Armed with what they'd learned from the professionals on the ground, the Nexleaf team got to work gathering data. Using inexpensive, off-the-shelf sensors, they began monitoring vaccine temperatures at several health facilities so that they could compare the data with the paper records; what they found was that only 10% of "excursions" out of the safe range of temperatures were being captured by the paper charts. But that was just the beginning. The data showed a lot more: power outages at night, for example, which they had assumed would be the cause of the majority of the excursions, only contributed to a third of the excursions, while flat batteries in solar fridges - even new ones - contributed to more than two thirds. Not only were there serious flaws in the system, but they weren't the flaws anybody had expected.
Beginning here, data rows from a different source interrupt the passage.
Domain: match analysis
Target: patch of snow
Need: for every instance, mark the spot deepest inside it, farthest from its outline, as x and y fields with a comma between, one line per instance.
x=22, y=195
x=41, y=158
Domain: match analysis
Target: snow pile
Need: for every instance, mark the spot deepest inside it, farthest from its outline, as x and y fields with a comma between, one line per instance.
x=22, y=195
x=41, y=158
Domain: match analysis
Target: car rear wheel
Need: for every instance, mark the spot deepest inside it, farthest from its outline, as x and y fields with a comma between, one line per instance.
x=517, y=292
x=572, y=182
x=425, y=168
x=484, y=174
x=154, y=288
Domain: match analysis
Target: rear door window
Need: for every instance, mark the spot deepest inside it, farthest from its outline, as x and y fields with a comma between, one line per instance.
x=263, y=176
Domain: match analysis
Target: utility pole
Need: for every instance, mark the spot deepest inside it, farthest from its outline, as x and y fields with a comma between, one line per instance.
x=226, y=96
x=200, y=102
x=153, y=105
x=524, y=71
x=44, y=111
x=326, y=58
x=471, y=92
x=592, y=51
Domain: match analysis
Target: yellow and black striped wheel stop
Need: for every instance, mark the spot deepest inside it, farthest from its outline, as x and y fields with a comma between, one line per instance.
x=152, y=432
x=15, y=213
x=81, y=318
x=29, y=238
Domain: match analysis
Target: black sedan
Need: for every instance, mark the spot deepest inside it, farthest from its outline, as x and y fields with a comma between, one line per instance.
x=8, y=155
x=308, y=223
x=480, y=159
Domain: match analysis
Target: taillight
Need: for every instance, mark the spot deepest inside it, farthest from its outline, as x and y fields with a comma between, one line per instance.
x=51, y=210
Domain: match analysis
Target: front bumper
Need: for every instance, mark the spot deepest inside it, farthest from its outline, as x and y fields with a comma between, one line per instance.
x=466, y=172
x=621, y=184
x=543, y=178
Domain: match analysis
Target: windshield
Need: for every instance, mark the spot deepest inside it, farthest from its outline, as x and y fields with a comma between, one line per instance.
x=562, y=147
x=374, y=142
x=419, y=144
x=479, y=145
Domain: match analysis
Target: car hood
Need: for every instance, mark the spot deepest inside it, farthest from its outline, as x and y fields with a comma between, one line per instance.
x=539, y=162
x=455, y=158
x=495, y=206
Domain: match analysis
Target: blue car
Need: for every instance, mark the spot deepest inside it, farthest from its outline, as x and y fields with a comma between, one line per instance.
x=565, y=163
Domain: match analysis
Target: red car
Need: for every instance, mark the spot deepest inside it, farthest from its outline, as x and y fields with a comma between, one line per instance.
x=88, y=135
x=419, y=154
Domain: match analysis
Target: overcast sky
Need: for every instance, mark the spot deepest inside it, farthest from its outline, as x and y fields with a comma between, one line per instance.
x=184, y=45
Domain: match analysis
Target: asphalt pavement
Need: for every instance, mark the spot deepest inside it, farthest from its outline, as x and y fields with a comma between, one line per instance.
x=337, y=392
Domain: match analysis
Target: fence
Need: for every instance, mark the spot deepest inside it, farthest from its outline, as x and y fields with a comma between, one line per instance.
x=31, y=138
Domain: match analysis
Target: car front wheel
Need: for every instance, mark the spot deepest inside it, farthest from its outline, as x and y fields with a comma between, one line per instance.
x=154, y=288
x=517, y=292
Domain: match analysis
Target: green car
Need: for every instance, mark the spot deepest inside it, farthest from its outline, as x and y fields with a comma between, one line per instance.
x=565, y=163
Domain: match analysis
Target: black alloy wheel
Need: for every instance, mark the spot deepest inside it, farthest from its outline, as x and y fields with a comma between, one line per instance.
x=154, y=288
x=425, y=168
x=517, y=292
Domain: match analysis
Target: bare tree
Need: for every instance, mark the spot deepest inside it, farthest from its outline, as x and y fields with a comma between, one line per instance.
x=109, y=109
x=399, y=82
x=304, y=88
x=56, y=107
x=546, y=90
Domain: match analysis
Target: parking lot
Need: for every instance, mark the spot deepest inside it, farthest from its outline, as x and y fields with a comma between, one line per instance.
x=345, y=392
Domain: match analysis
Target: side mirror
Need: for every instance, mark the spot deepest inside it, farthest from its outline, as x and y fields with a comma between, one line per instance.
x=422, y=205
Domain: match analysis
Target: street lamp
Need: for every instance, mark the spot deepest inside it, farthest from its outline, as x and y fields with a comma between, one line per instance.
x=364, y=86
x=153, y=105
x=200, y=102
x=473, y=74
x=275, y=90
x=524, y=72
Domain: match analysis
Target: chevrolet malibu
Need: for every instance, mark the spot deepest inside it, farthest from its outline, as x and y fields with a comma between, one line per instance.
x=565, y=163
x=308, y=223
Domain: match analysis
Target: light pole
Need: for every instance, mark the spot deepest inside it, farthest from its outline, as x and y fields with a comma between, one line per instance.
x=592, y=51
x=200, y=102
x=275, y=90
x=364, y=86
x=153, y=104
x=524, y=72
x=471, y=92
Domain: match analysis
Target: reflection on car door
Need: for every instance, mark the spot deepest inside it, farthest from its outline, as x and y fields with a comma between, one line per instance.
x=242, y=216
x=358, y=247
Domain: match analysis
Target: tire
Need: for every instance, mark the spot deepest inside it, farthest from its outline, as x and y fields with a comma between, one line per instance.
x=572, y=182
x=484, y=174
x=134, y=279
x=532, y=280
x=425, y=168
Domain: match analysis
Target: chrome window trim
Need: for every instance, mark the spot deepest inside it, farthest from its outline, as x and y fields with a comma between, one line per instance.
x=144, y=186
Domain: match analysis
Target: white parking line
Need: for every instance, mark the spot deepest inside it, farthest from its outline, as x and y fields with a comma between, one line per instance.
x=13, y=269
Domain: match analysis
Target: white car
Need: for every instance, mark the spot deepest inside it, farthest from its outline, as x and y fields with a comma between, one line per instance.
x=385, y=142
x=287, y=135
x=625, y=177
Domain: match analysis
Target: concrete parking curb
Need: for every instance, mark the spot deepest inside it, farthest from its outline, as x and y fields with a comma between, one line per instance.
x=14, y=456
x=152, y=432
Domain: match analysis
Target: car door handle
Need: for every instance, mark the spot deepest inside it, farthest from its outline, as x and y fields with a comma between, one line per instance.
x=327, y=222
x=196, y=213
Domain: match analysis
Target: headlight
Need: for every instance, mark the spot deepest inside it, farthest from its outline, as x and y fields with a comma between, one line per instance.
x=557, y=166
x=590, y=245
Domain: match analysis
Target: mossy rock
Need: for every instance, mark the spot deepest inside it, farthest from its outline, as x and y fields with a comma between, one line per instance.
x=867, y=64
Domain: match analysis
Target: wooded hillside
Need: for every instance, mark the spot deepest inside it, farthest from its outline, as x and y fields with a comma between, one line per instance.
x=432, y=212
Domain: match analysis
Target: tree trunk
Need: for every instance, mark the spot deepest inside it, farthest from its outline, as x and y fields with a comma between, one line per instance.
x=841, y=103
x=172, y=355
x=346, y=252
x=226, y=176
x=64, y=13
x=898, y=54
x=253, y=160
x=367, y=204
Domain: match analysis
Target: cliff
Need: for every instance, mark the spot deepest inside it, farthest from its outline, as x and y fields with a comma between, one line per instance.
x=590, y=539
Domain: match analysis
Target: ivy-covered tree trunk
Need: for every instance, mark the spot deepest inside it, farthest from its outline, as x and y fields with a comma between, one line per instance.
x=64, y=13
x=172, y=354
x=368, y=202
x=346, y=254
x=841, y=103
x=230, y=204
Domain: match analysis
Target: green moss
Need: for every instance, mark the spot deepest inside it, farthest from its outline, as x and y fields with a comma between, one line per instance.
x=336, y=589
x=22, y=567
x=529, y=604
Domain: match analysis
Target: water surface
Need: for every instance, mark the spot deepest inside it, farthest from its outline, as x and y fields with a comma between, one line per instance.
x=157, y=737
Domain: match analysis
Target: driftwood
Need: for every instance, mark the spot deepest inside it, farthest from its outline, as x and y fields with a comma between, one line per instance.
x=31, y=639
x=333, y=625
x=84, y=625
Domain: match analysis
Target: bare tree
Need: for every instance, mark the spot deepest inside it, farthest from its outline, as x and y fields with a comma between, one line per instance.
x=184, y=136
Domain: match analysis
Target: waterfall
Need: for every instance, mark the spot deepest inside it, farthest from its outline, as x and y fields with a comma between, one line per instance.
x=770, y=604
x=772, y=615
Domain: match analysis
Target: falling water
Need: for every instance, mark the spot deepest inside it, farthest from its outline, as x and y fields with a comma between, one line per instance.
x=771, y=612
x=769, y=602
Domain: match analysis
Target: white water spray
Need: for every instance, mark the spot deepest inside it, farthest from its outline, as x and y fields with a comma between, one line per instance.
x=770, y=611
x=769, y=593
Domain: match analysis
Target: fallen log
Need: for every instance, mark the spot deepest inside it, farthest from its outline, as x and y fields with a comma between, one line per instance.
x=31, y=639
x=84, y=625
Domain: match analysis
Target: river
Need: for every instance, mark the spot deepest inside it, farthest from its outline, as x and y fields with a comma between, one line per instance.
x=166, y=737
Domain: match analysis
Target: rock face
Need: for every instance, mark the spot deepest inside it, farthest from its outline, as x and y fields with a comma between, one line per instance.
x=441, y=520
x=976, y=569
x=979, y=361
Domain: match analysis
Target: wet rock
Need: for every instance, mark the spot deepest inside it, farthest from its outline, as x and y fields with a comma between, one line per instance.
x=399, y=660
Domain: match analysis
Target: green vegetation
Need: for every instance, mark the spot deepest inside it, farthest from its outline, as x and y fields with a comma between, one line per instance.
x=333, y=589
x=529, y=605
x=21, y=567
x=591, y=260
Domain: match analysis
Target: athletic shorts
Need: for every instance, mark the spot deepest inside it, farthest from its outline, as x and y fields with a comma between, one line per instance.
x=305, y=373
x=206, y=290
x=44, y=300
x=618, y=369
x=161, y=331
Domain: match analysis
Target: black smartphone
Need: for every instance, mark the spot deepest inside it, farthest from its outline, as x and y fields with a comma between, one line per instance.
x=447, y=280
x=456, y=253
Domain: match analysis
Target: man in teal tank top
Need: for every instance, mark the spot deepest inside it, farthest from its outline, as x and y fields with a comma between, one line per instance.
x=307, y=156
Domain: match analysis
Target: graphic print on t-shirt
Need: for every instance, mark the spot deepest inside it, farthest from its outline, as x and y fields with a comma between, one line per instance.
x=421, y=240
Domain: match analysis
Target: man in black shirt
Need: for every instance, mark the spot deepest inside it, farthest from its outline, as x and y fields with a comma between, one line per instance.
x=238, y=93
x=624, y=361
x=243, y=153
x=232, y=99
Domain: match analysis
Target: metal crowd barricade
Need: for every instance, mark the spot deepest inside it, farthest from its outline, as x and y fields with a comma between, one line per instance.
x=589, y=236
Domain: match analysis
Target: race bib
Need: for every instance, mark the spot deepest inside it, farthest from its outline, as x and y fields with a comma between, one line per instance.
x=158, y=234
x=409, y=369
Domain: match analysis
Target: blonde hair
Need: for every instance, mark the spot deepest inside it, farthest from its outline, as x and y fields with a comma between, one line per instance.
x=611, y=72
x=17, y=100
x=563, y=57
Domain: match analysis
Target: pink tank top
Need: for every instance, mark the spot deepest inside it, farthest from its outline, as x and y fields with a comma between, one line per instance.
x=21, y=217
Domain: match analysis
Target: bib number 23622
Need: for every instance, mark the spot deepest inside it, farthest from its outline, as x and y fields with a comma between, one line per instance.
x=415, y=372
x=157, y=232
With this data, Nexleaf received a follow-on grant to work with the health professionals on designing software to go with the sensors and, more importantly, a Remote Temperature Monitoring (RTM) system. The healthcare workers were suspicious at first - they worried they were being monitored - but as time went on they began to love the system: it gave them a mobile-based system robust enough to report every excursion but flexible enough to let them deal with the unexpected in whatever way they knew made the most sense. It also gave them the power to escalate problems to the right people at the right time. Any time there was an excursion, the nurses would get SMS alerts; if they weren't able to fix the problem themselves in 10 to 20 hours, the software would automatically notify a manager. Since then, the system has evolved and now keeps track of what locations have spare parts on hand, who needs further training, and so on. In short, RTM lets everybody know what they need to know when they need to know it and, just as important, it empowers them all to do what needs to be done.

The government of India has adopted Nexleaf's RTM - along with software created by Logistimo, another Grand Challenges Explorations grantee - as part of a new immunization network; to date, RTM is keeping vaccines safe at 15,000 health facilities across the country, and that number continues to grow. The system has spread to Kenya, Mozambique, and Tanzania, for starters, and Nexleaf has also helped several other countries with more specific cold-chain issues.

It's one thing to make a discovery or invent a device - it's quite another thing to bring it to people in a way that gives them what they need, when they need it, without forcing them to make huge, disruptive changes in the way they live their lives. But Dr. Ramanathan, Dr. Lukac, and Director Yavari have done just that, and the result is that we're much closer to a world in which every child, in even the most remote reaches of countries as huge as India, gets a fully potent vaccine.